© Michael Lüder / BKV Potsdam
Kultur: Kühl in Grün
Der Pavillon auf der Freundschaftsinsel zeigt Bilder von Frank Nitsche
Stand:
„Ich hatte mit China noch eine Rechnung offen“, stellt Frank Nitsche klar. Deshalb betitelt er seine aktuelle Ausstellung im Pavillon des Brandenburgischen Kunstvereins auf der Freundschaftsinsel „Hallo China“. Ein Kritiker hatte dem recht bekannten Maler vorgeworfen, er konzentriere sich mit seiner Ausstellungstätigkeit auf den asiatischen Raum, spare dabei aber China aus. Da Nitsche aber niemand diskriminieren wolle, grüße er nun aus der Ferne das bevölkerungsreichste Land der Erde. Vielleicht ist es nur eine schön ausgedachte Anekdote, die der Künstler etwas verschmitzt zum Besten gibt. Aber die Gebilde, die Nitsche auf großformatigen Leinwänden zeigt, erinnern tatsächlich an etwas fremdartige Wesen. Grüne Formen, vielleicht sind es Gesichter, mit zwei aufrecht stehenden, schmalen Augen, könnten Porträts ferner Marsmännchen sein. Dass überhaupt gegenständliche Formen in den Bildern des 1964 in Görlitz geborenen Malers erkennbar sind, ist ungewöhnlich.

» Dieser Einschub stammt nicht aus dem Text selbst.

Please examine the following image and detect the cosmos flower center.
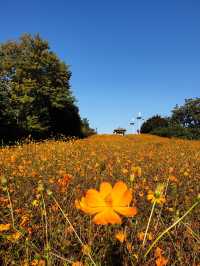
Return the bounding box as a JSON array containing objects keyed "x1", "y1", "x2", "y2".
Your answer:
[{"x1": 105, "y1": 195, "x2": 113, "y2": 207}]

Bekannt wurde Nitsche mit Bildern, in denen er akribisch völlig plane Flächen zu abstrakten Formgebilden übereinander stapelte. Linien, Schleifen und Geometrien überdecken, verdecken und durchbrechen sich. So entsteht ein Bildganzes, das zwar diffus an Dinge, Räume und Gegenstände erinnert, diese aber nie klar benennt. Dem entsprechen zumeist die Titel, die aus kryptischen Kombinationen aus Buchstaben und Zahlen bestehen und auf das Entstehungsjahr verweisen.
Nitsche studierte bis 1995 an der Hochschule für bildende Künste in Dresden. Passend zur neu entdeckten Figuration aus Leipzig, die zur Jahrhundertwende boomte, formulierte er eine konsequent abstrakte Gegenposition, die sich aller neoromantischen Süßlichkeit verweigert. Kühl und klar konstruiert entstehen bei ihm Bildräume, die mit ihren messerscharf ausgeklügelten Proportionen geradezu das Gegenprogramm zur wiederentdeckten Illustrationsfreudigkeit in der Malerei sind.
Mit der Ausstellung in Potsdam geht Nitsche allerdings einen Schritt weiter auf einem Weg, der ihn weg von der reinen Konzeptmalerei und hin zu durchaus verschmitzt anekdotischen Bildmomenten bringt. Wenn aufrecht stehende ovale Formen plötzlich wie etwas klobige Dreibeiner durch die Fläche tapsen und ein sonderbar dekonstruierter Stuhl in eine riesengroße Gesichtsform hineinragt, so erinnert das ein wenig an den späten Kandinsky. Dessen Bilder hatten ebenfalls eine Neigung, aus vorgeblich abstrakten Bildelementen zu deutlich gegenständlichen Kompositionen zu finden. Die Farbigkeit der großformatigen Tafeln des Gegenwartsmalers ist jedoch erheblich zurückhaltender. Nitsche nimmt einen ziemlich kühlen Grün- und einen zumeist ziemlich dunklen Grauton, um seine Tafeln zu strukturieren.
Die Großformate sind unmittelbar vor den Fensterscheiben des Baus postiert, der ein wenig an Mies van der Rohe im Miniformat erinnert. Ähnlich wie die Kuratoren der Nationalgalerie steht auch der Brandenburgische Kunstverein bei jeder Ausstellung vor der Herausforderung, Exponate in einem Raum zu zeigen, der nicht unbedingt zu Expositionen Bildender Kunst einlädt. Die Spannung zwischen den Präsentationsnotwendigkeiten der Flachware und dem luziden Raumgebilde hat der Kunstverein allerdings bisher noch bei jeder Ausstellung in mustergültiger Weise gelöst.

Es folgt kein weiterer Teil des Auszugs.